Gundruk and Sinki soup is a popular soup that is extensively prepared by the peasants of the state of Sikkim. It is a well known vegetarian dish made by fermented vegetable products. Gundruk and Sinki soup is generally used as appetizers because of their lactic nature.
Gundruk and Sinki are two traditional fermented vegetable products prepared during winter when fresh perishable vegetable is plenty. Gundruk is a fermented product of leafy vegetables like the rayo sag, mustard leaves, radish and cauliflower where as Sinki is prepared from radish tap root only. The quality of Gundruk and Sinki basically attributes upon the typical flavor and sour-acidic taste which is developed during natural fermentation by lactic acid bacteria. They are sun dried after fermentation and stored for consumption. Due to high content of organic acid and low pH, these products can be preserved for a year or more. This is an excellent bio-preservation of perishable vegetables.

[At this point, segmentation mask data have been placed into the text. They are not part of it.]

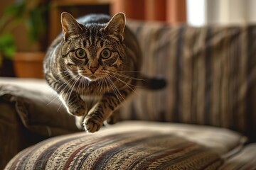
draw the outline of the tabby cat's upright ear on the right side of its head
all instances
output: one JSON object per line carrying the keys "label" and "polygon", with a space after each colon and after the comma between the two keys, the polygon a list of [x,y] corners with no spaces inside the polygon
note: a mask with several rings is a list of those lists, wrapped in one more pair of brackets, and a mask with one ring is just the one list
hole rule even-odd
{"label": "tabby cat's upright ear on the right side of its head", "polygon": [[117,38],[123,41],[124,28],[125,28],[124,13],[117,13],[111,18],[110,22],[107,23],[105,30],[107,30],[107,33],[109,33],[110,35],[115,35],[117,36]]}

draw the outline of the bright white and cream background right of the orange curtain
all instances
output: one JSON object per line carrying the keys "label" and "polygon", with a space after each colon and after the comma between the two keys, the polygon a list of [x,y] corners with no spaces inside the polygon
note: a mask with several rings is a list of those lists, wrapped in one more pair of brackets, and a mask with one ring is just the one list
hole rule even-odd
{"label": "bright white and cream background right of the orange curtain", "polygon": [[186,0],[193,26],[256,23],[255,0]]}

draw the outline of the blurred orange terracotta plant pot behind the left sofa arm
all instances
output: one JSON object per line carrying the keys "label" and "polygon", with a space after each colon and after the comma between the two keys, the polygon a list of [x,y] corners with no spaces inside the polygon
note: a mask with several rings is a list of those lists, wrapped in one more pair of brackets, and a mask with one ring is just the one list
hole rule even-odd
{"label": "blurred orange terracotta plant pot behind the left sofa arm", "polygon": [[16,52],[14,55],[14,72],[20,78],[43,79],[44,52]]}

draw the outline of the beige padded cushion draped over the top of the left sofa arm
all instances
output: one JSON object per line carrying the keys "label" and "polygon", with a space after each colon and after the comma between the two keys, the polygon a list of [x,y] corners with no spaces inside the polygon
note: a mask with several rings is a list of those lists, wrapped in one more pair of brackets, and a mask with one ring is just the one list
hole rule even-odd
{"label": "beige padded cushion draped over the top of the left sofa arm", "polygon": [[[1,79],[0,102],[14,108],[23,125],[38,135],[46,137],[78,132],[75,118],[67,113],[46,81],[35,79]],[[1,118],[9,111],[1,107]]]}

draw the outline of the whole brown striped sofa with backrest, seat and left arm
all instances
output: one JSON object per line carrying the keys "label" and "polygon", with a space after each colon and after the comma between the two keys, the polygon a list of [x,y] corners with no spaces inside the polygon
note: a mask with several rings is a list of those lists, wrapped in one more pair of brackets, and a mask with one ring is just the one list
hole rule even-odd
{"label": "whole brown striped sofa with backrest, seat and left arm", "polygon": [[0,169],[256,169],[256,26],[127,24],[166,87],[86,133],[45,80],[1,77]]}

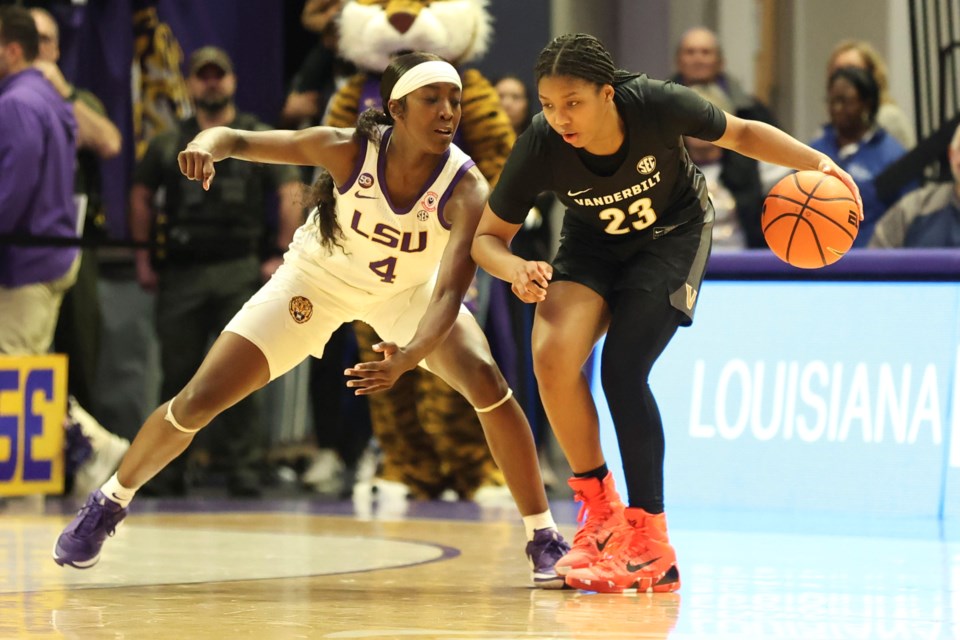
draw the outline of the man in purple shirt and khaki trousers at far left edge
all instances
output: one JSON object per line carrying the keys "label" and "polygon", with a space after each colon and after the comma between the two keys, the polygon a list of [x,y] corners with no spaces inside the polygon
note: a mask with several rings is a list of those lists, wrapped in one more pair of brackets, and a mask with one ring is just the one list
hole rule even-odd
{"label": "man in purple shirt and khaki trousers at far left edge", "polygon": [[[0,7],[0,235],[77,237],[73,108],[34,68],[33,16]],[[77,248],[0,240],[0,354],[46,353]]]}

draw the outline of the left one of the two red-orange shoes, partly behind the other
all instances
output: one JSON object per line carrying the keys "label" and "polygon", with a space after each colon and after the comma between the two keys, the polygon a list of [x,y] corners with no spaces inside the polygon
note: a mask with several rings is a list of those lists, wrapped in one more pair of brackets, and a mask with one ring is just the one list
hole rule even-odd
{"label": "left one of the two red-orange shoes, partly behind the other", "polygon": [[570,478],[567,484],[573,489],[573,499],[581,503],[577,514],[580,528],[570,552],[555,566],[562,576],[600,560],[611,550],[616,542],[614,533],[624,524],[624,505],[613,485],[613,474],[607,472],[602,482],[596,478]]}

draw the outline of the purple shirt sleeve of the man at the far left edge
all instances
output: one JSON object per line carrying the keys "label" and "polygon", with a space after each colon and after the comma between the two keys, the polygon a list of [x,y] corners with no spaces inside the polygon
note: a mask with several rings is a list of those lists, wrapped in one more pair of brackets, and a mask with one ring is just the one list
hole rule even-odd
{"label": "purple shirt sleeve of the man at the far left edge", "polygon": [[17,228],[38,187],[44,141],[35,120],[14,105],[0,113],[0,233]]}

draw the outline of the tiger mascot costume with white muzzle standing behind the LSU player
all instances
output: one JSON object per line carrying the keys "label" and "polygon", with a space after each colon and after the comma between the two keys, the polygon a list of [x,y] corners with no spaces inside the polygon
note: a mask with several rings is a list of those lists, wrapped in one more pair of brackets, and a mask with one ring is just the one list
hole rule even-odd
{"label": "tiger mascot costume with white muzzle standing behind the LSU player", "polygon": [[[338,52],[361,71],[331,98],[324,124],[352,127],[363,110],[382,108],[380,74],[398,52],[428,51],[457,67],[481,57],[491,22],[487,0],[347,2],[339,18]],[[487,78],[476,69],[459,70],[462,118],[455,141],[493,184],[515,134]],[[376,333],[361,322],[355,330],[360,359],[380,359],[372,348],[380,340]],[[476,413],[440,378],[417,368],[368,399],[383,452],[377,478],[403,483],[415,499],[435,499],[452,489],[470,500],[482,487],[504,487]]]}

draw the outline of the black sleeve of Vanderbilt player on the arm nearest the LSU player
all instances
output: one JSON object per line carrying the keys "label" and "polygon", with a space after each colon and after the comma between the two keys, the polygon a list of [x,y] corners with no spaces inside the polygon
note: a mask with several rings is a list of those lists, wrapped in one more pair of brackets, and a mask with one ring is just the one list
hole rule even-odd
{"label": "black sleeve of Vanderbilt player on the arm nearest the LSU player", "polygon": [[548,164],[535,125],[517,139],[507,163],[500,173],[497,186],[490,194],[490,208],[498,217],[520,224],[527,217],[538,194],[549,191]]}

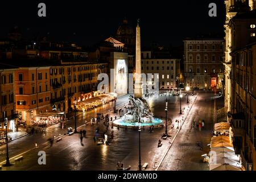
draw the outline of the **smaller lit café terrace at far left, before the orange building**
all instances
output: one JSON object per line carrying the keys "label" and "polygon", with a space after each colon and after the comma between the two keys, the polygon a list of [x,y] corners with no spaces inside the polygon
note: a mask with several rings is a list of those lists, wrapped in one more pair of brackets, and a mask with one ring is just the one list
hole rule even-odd
{"label": "smaller lit caf\u00e9 terrace at far left, before the orange building", "polygon": [[42,113],[42,114],[35,115],[35,117],[32,118],[32,123],[36,126],[48,127],[64,120],[65,120],[64,112]]}

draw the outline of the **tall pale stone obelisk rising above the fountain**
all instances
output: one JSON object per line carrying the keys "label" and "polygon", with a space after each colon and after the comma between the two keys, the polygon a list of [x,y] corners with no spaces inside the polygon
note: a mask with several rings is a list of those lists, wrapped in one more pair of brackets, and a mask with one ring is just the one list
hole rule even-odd
{"label": "tall pale stone obelisk rising above the fountain", "polygon": [[139,19],[136,27],[136,69],[134,83],[134,97],[142,98],[142,81],[141,81],[141,28],[139,27]]}

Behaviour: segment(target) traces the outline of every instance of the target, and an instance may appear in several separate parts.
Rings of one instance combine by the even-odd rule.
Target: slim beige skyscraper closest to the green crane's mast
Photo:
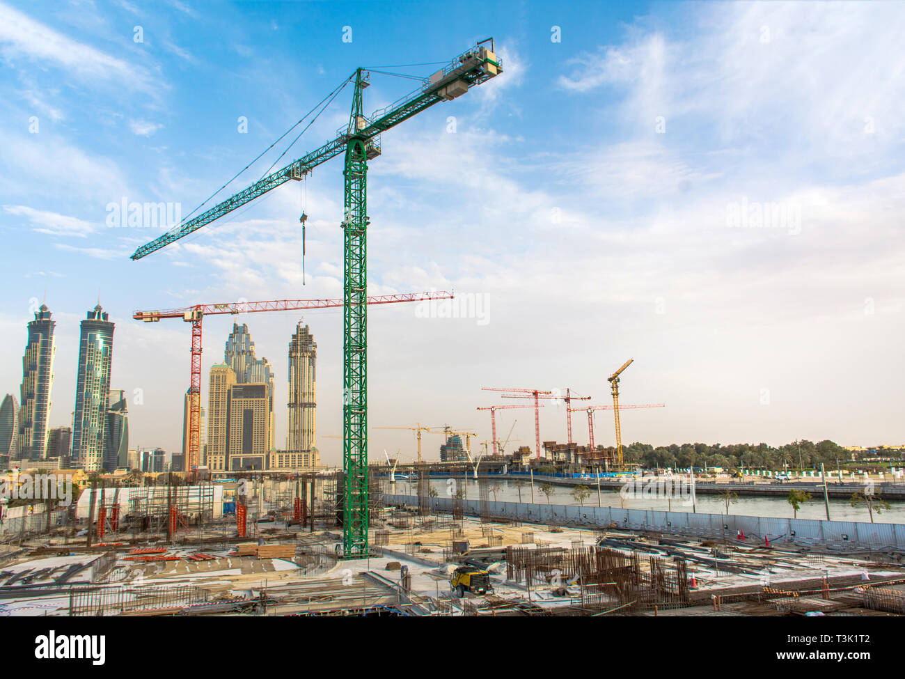
[[[318,345],[309,327],[299,321],[289,343],[289,428],[287,452],[309,451],[316,443]]]

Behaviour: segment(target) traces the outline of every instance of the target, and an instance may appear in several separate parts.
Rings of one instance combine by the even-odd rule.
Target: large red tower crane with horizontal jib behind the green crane
[[[395,304],[403,301],[449,300],[449,292],[405,292],[395,295],[373,295],[367,298],[368,304]],[[186,454],[186,472],[197,468],[198,454],[201,450],[201,322],[205,316],[223,313],[253,313],[257,311],[300,311],[306,309],[330,309],[341,307],[342,298],[338,300],[268,300],[268,301],[230,301],[224,304],[195,304],[183,309],[167,309],[165,311],[136,311],[132,314],[135,320],[156,323],[161,319],[182,319],[192,324],[192,365],[188,387],[188,454]]]

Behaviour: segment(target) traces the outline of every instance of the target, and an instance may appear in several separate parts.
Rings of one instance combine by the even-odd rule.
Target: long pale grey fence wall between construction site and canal
[[[452,498],[430,498],[434,509],[452,510]],[[385,494],[387,504],[417,505],[415,495]],[[466,514],[478,515],[479,500],[463,500]],[[691,512],[655,512],[618,507],[579,507],[569,504],[531,504],[529,502],[486,502],[486,511],[518,521],[555,525],[569,523],[587,528],[623,528],[632,531],[660,531],[734,538],[744,531],[746,541],[764,543],[795,542],[799,545],[823,544],[829,549],[905,550],[905,524],[865,523],[862,521],[821,521],[818,519],[780,519],[761,516],[734,516]]]

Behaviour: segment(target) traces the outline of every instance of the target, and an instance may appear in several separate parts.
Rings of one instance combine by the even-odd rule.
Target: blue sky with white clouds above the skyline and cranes
[[[185,215],[357,66],[443,62],[492,35],[503,75],[387,132],[368,196],[372,292],[481,295],[487,322],[372,311],[372,426],[449,423],[487,438],[474,408],[500,399],[481,387],[572,387],[606,403],[605,377],[631,356],[624,402],[667,404],[626,415],[632,440],[901,443],[900,10],[0,3],[2,389],[18,389],[24,323],[46,291],[58,320],[51,424],[70,424],[78,322],[100,291],[117,321],[113,386],[141,395],[131,444],[177,449],[188,329],[132,311],[340,296],[341,161],[140,262],[129,253],[160,230],[109,228],[107,206],[178,203]],[[368,111],[414,86],[373,82]],[[348,105],[344,91],[283,161],[332,139]],[[764,225],[733,224],[761,206],[772,206]],[[341,316],[304,318],[319,344],[319,433],[338,435]],[[297,320],[241,319],[278,392]],[[205,322],[205,372],[230,321]],[[562,409],[542,413],[542,438],[564,440]],[[518,419],[529,445],[531,417]],[[500,427],[511,421],[500,414]],[[277,423],[281,444],[279,400]],[[607,416],[598,423],[611,443]],[[338,463],[337,440],[319,444]]]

Apart from Sikkim, the Gundruk and Sinki soup in very popular right around the Himalayan states. This is also a regular Nepali dish that is almost cooked everyday as it is very healthy, nourishing, practical and surprisingly very delicious. It is a typical Nepali curry especially prepared during winters and is also known as Gundruk or Sinki ko Jhol (curry of fermented vegetables products). You can also find the aroma of this dish lingering at most of Nepali homes. Gundruk taste is quite unforgettable as it is tender, slightly sour taste with more soup and they can also be served as a pickle. Perhaps a delectable appetizer! There a significant Tibetan and Nepali influence in the cuisine of the mountainous areas of northern India. Thukpa (hearty noodle soup), momos (steamed or fried stuffed dumplings), Chhurpi Soup and gyakho (stew) are few of the popular dishes in Sikkim.
Most of the food items mainly taken by the Sikkim people reflect the diversified culture of the state. The cuisine of Sikkim is directly influenced by the climatic conditions of this land that has influenced them to acquire the habit of eating soups to keep their body warm, thus the popularity of Gundruk and Sinki soup is widely noticeable. The people of Sikkim consume more spicy food and milk made items. A wide variety of soups and local alcohol are hot favorite items of this state. Most of the soups prepared here have high nutritional values which not only help warming up the body but also serve as accompaniments to many delightful spicy items.
For preparing this excellent and delicious Gundruk and Sinki soup, firstly soak the Gundruk and Sinki into water for at least 10 minutes. Heat some oil in a pan and fry chopped onions, chillies and sliced tomatoes well. Fry them until they turn brown.
Now drain up all the water from the Gundruk and Sinki and add these into the pan and fry. Add turmeric powder, salt to taste mix and pour 2 cups of water in it and leave it to boil for about 10 minutes. The Gundruk and Sinki soup is ready and is best had piping hot with hot rice.
The Gundruk and Sinki soup is truly delicious and irresistible. It’s a very healthy and nourishing soup that helps in digestion too. Do try this recipe and enjoy the natural greens from the Himalayan regions. Click on link for detailed recipe:
Gundruk and Sinki soup is served as a side dish with the mail meal and is also used as an appetizer. Gundruk is an important source of minerals particularly during the off-season when the diet consists of mostly starchy tubers and maize which tend to be low in minerals.
Generally for Gundruk, fresh green leaves are plucked from the garden, sun dried for a day or two before packing tightly in a container with an air-tight lid. Containers stand for a week or more until the leaves takes upon natural fermentation process due to lactic acid bacteria. After a thorough fermentation, the whole contents of the container are spread out on a thin plastic sheet, which are sun-dried fully for several days, then stored in containers whereas for Sinki, break or cut vegetables into small pieces and spread them out on a think plastic sheet, sun-dry completely for several days, then stored in a tight container. Gundruk and Sinki can last up to a year or more, they are good appetizers. Cook Gundruk or Sinki alone can be cooked with other vegetables or also served as pickle. Soak them before use for soft and tender taste. Enjoy Gundruk and Sinki soup; you will surely love the taste of it!
Most of the Himalayan fermented foods have biological importance because of their ability to harness the resources of functional microorganisms, resulting in enrichment of bio-nutrients, bio-preservative properties, medicinal and therapeutic properties, pro-biotic properties. These ethnic fermented food products provide a food safety net for the people during times of famine or environmental or human made disasters. These foods are also a source of revenue for some mountain people to sustain their livelihood. Most of the Himalayan ethnic fermented foods have beneficial properties that can be a substitute for medicine and also serve to add taste and impart aroma.